Respondents must co-operate with researchers. This truism is a fundamental proposition for almost all research into consumer and buyer behaviour where people are asked for information. Respondents or more correctly their response are the life-blood of social and marketing research whether that be conducted by the academic or the business community. However, it is a resource that appears to be showing some signs of depletion if not downright exhaustion. This paper conceptualises the activities of Interview Response Management (IRM) as a key role for project and field managers. The former trying to improve representativeness and the latter trying to manage the controllable interviewing factors that influence the level of response.

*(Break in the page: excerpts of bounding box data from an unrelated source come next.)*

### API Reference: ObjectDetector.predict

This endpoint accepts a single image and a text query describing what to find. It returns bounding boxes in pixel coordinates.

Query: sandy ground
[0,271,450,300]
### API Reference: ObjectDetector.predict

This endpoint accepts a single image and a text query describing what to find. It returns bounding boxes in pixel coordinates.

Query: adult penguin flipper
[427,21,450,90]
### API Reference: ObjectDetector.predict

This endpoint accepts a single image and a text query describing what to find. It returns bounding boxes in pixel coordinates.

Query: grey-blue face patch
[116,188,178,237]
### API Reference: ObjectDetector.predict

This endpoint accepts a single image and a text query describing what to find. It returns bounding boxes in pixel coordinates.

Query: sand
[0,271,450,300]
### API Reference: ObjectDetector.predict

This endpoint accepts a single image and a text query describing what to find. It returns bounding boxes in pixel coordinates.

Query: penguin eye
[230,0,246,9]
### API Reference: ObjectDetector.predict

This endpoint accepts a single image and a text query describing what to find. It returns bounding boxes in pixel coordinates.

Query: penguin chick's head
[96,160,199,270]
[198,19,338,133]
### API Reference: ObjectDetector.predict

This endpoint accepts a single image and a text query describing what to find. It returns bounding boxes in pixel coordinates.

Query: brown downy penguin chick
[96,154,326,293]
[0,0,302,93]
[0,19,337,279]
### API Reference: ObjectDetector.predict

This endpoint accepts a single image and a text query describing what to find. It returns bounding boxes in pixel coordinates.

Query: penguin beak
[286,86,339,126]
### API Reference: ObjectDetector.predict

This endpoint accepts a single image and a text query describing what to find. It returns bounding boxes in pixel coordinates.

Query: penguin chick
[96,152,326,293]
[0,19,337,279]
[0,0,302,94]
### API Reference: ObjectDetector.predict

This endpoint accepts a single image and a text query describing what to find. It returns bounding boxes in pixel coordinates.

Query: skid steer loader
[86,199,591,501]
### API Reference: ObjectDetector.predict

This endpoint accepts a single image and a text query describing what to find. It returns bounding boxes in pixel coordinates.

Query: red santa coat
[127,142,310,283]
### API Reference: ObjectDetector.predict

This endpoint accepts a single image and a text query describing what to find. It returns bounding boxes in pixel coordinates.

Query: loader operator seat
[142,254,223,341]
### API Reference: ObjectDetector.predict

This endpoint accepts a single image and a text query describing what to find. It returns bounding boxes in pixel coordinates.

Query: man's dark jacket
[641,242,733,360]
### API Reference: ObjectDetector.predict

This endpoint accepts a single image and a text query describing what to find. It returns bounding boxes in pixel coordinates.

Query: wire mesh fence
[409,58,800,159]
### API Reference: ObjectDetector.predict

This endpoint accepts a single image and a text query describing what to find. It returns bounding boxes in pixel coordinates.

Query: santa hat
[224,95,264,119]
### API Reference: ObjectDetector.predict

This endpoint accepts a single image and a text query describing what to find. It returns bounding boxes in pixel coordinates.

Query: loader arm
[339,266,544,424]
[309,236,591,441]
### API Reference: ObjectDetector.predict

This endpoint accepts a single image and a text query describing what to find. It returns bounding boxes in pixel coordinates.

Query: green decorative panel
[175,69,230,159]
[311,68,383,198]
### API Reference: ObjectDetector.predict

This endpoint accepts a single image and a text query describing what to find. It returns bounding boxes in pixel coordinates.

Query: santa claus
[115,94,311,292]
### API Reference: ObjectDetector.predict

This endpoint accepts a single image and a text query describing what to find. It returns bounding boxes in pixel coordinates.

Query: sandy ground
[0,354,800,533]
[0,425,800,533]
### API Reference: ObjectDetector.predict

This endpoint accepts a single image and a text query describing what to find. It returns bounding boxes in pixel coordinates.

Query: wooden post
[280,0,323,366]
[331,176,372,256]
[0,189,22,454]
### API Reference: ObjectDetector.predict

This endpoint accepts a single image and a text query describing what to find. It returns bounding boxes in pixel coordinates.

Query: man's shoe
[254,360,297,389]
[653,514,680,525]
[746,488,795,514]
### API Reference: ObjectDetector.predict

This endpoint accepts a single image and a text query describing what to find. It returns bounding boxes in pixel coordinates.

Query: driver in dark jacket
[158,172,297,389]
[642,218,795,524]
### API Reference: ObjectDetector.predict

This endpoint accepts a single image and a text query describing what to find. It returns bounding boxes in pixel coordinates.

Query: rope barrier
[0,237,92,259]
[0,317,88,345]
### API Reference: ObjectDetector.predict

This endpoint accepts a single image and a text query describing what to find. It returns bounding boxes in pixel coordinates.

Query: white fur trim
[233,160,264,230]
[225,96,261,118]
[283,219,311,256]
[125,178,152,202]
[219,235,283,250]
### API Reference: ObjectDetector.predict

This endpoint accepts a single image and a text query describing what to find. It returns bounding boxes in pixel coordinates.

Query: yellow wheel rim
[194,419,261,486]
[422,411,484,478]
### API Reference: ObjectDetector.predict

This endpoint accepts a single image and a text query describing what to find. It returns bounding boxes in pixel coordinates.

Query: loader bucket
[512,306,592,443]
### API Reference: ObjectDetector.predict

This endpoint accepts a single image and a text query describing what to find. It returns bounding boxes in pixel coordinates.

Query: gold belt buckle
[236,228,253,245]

Interest in the area arose from our investigation of trends in the levels of response and co-operation that the public were giving to market research surveys. It was immediately evident that reports of response rates in published survey data and even that collected directly from commercial market research organizations demonstrated a lack of consistency. There was no standard approach for defining response rate. Consequently we devised a new typology of response rate measures under the acronym CRRM – Comprehensive Response Rate Measure. This definition incorporated the key concept of respondent eligibility along with methods to estimate eligibility when the actual status of a particular survey contact was unknown. The approach focuses on the results of an initiated interview attempt and the variety of outcomes that may occur. In addition the CRRM was designed as an input to the process of IRM by providing performance indices that would be useful to fieldwork managers. It therefore examines 'surrogate refusal', call-back outcomes, nominal co-operation and survey participation rate. The derivation of this suite of measures is discussed in the paper along with the recommendation for its reporting in all published surveys. The authors contend that a standardised method of recording and calculating response rate will lead to a better understanding of the trends in survey co-operation as well as a more accurate comparison between initiatives for improving response.